The biggest challenge to the coup will come internally, Wells said, and will depend on the military’s ability to control an activist community and middle class that is considerably empowered since 2015, as well businesses and others who have benefited from the international engagement that came after the transition to democracy and will be unwilling to see the country slip back into pariah status.
“In Myanmar there are a lot of people making a lot of money, and they will be pressuring military elites to not disrupt the growth and stability that there has been in the cities,” he added.
And while she has fallen from grace in the eyes of the West, she remains enormously popular among regular citizens in Myanmar.
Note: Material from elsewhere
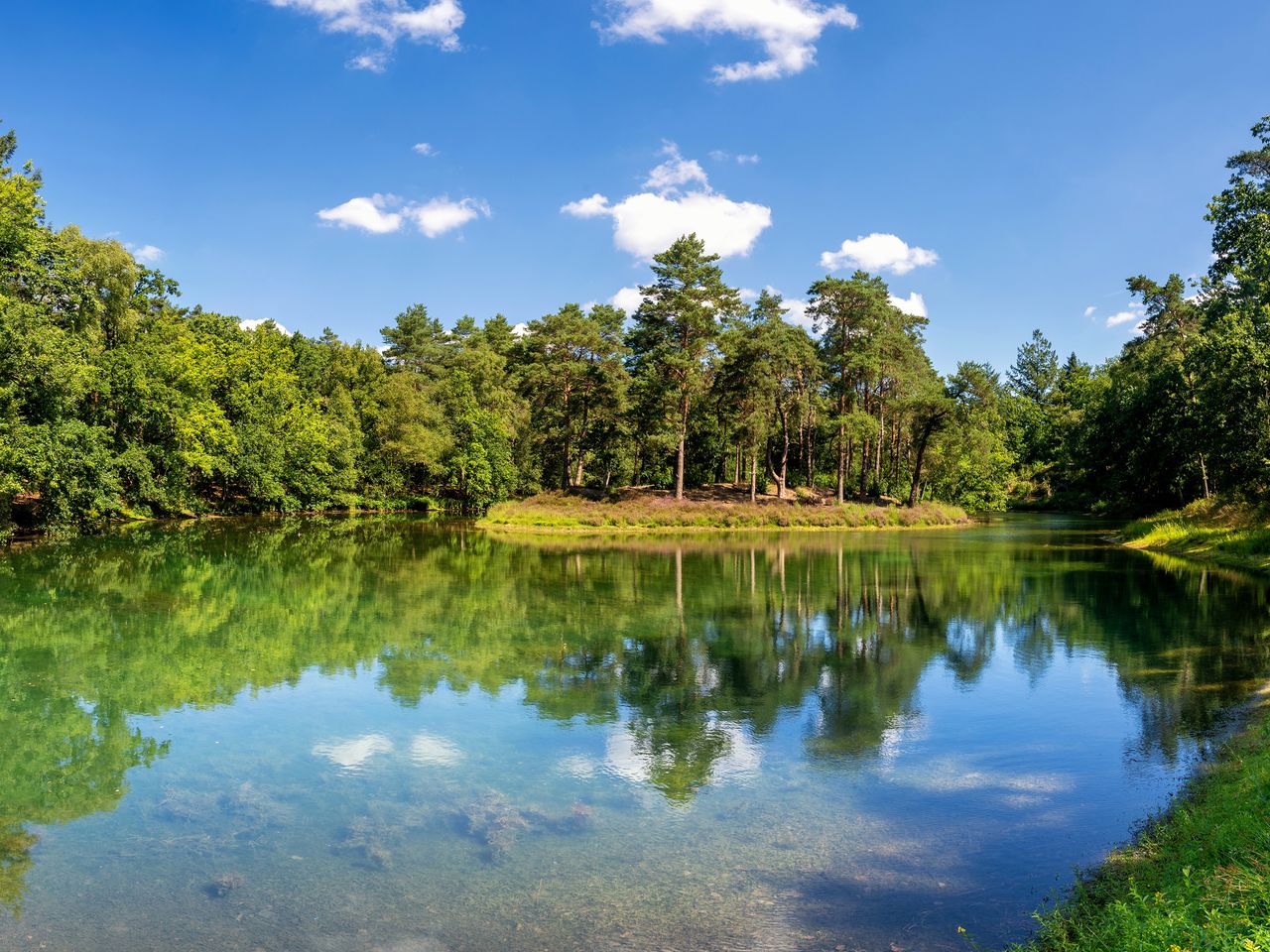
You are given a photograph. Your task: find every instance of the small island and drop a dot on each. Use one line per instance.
(711, 508)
During November’s elections, her party, the NLD, claimed to have won far more than the 322 seats needed to form a majority in parliament, and potentially more than the 390 seats it took in its 2015 landslide, though the military immediately accused the party of unspecified fraud.
As the coup unfolds, its leaders appear to be making a concerted effort to prevent Suu Kyi’s supporters and other opponents of military rule from organizing against them. As well as Suu Kyi and other senior NLD leaders, there were reports of arrests of numerous members of parliament, representatives of ethnic groups, and human rights activists.
Writing on Twitter, Kelley Currie, a former US State Department official, said that “they seem to be ’rounding up the usual suspects’ not because they are part of the NLD, but because they have a history of organizing the people, getting them in the streets, and they want to preempt that sort of thing.”
“Last time they pulled a coup, there was no (Facebook), no actual internet to speak of in Burma. Mobile phones cost $2,000 for a Nokia. Nobody had computers or cars. It was a different Burma,” she wrote, adding that senior military figures “may not realize this because they are still kind of disconnected from society.”
At least someone was aware of the potential for the internet to serve as a means to organize resistance however. As the coup was unfolding Monday morning, internet and phone coverage was cut off in parts of the country, and television stations were blocked or forced offline, as people scrambled to try and find out what was going on.
Thant Myint-U, author of “The Hidden History of Burma,” wrote on Twitter that watching developments unfolding, “I have a sinking feeling that no one will really be able to control what comes next.”
“And remember Myanmar’s a country awash in weapons, with deep divisions across ethnic (and) religious lines, where millions can barely feed themselves,” he added.